Friday, November 25, 2016

"Bacon" my way to Sherlock Holmes.

More than one Sherlockian I know likes to play "Six Degrees of Kevin Bacon" with Sherlock Holmes, a parlor game where you connect any given actor to an actor that has played Sherlock Holmes via their movie co-stars.

Here's an example from Don Hobbs's yearly attempt to connect Oscar nominees to Holmes from 2006: "Heath Ledger is up for Brokeback Mountain. In the film A Knight's Tale, that also starred Mr. Ledger, James Purefoy portrays Sir Thomas Colville/Edward, the Black Prince of Wales and he was James McCarthy in the Granada series Boscombe Valley Mystery."

This year, however, my love of comic books has taken that little game an entirely different direction, as I found myself connected to Mr. Sherlock Holmes himself in many degrees less than six.

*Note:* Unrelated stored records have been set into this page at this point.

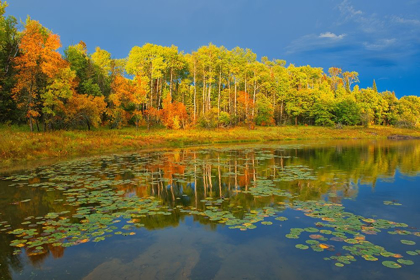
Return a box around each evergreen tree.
[373,79,378,93]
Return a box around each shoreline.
[1,125,420,171]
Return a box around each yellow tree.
[42,66,76,129]
[132,75,147,128]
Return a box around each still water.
[1,139,420,280]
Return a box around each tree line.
[1,2,419,131]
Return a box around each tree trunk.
[29,116,33,132]
[234,77,237,120]
[208,77,212,112]
[253,77,256,118]
[245,75,248,120]
[218,69,222,119]
[150,63,154,109]
[228,78,231,114]
[193,61,197,122]
[157,77,161,109]
[86,119,91,131]
[280,100,283,125]
[170,68,173,100]
[202,70,206,116]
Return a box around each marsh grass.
[1,124,420,168]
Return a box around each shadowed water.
[1,139,420,280]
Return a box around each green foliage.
[334,99,361,125]
[218,111,231,127]
[198,108,219,128]
[397,96,420,128]
[81,79,102,96]
[0,1,19,123]
[373,79,378,93]
[255,93,274,126]
[311,102,335,127]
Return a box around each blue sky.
[6,0,420,97]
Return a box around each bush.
[198,109,219,128]
[218,111,231,127]
[395,118,416,129]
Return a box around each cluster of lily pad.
[287,200,419,268]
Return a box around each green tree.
[334,99,361,125]
[255,93,274,126]
[373,79,378,93]
[0,0,19,123]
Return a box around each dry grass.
[1,125,420,168]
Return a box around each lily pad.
[401,240,416,245]
[295,244,309,250]
[397,259,414,265]
[382,261,401,269]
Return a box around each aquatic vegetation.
[382,261,401,268]
[384,201,402,206]
[401,240,416,246]
[1,143,420,274]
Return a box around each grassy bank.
[1,125,420,168]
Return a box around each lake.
[1,139,420,280]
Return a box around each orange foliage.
[12,20,66,130]
[65,93,106,130]
[160,95,188,129]
[237,91,255,124]
[108,74,134,126]
[110,75,132,108]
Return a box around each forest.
[1,1,420,132]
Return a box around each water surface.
[1,139,420,280]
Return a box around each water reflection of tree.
[1,140,420,274]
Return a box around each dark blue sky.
[6,0,420,97]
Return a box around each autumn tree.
[65,93,106,130]
[108,74,133,128]
[342,71,359,93]
[328,67,342,92]
[398,96,420,128]
[12,19,66,131]
[160,95,188,129]
[41,66,76,129]
[132,75,147,128]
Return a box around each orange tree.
[160,95,188,129]
[12,19,67,131]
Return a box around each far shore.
[1,125,420,170]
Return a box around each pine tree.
[373,79,378,93]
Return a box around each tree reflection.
[0,140,420,277]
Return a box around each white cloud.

It all starts with a couple of pictures.




Over the course of the past twelve months, I somehow managed to see magicians Penn and Teller on three separate occasions. And since those generous fellows always kindly do a meet-and-greet at the end of every show, I had the chance to get my picture taken with them. Simple enough.

And then came the eleventh issue of a comic book called Spiderman/Deadpool, in which Penn and Teller switch partners with Spiderman and Deadpool. "AH-HA!" I thought.

Teller teams up with Spiderman, who teamed up with Batman in a 1995 comic book mini-series called Spiderman and Batman: Disordered Minds. Batman and Sherlock Holmes have teamed up a few times in comics, and even had a rap battle on YouTube. So with a few simple comic books, I now could connect myself to Sherlock Holmes himself with only a couple degrees of separation.

That number shrank even further when I then remembered Deadpool Killustrated issue number 4, in which Deadpool tried to kill Sherlock Holmes. Since Penn Jillette teamed up with Deadpool in the same Spiderman/Deadpool issue, and I had met Penn on a couple of occasions now, the Sherlock/Deadpool/Penn/Keefauver chain eliminated on extra link.

With both comic books and magicians about anything is possible, so it shouldn't have surprised me that putting the two together would create a cosmic connection to our old friend Sherlock Holmes. And as great as it is that an actor can be connected to another actor who played Sherlock, I think I'd rather just link up to the real thing.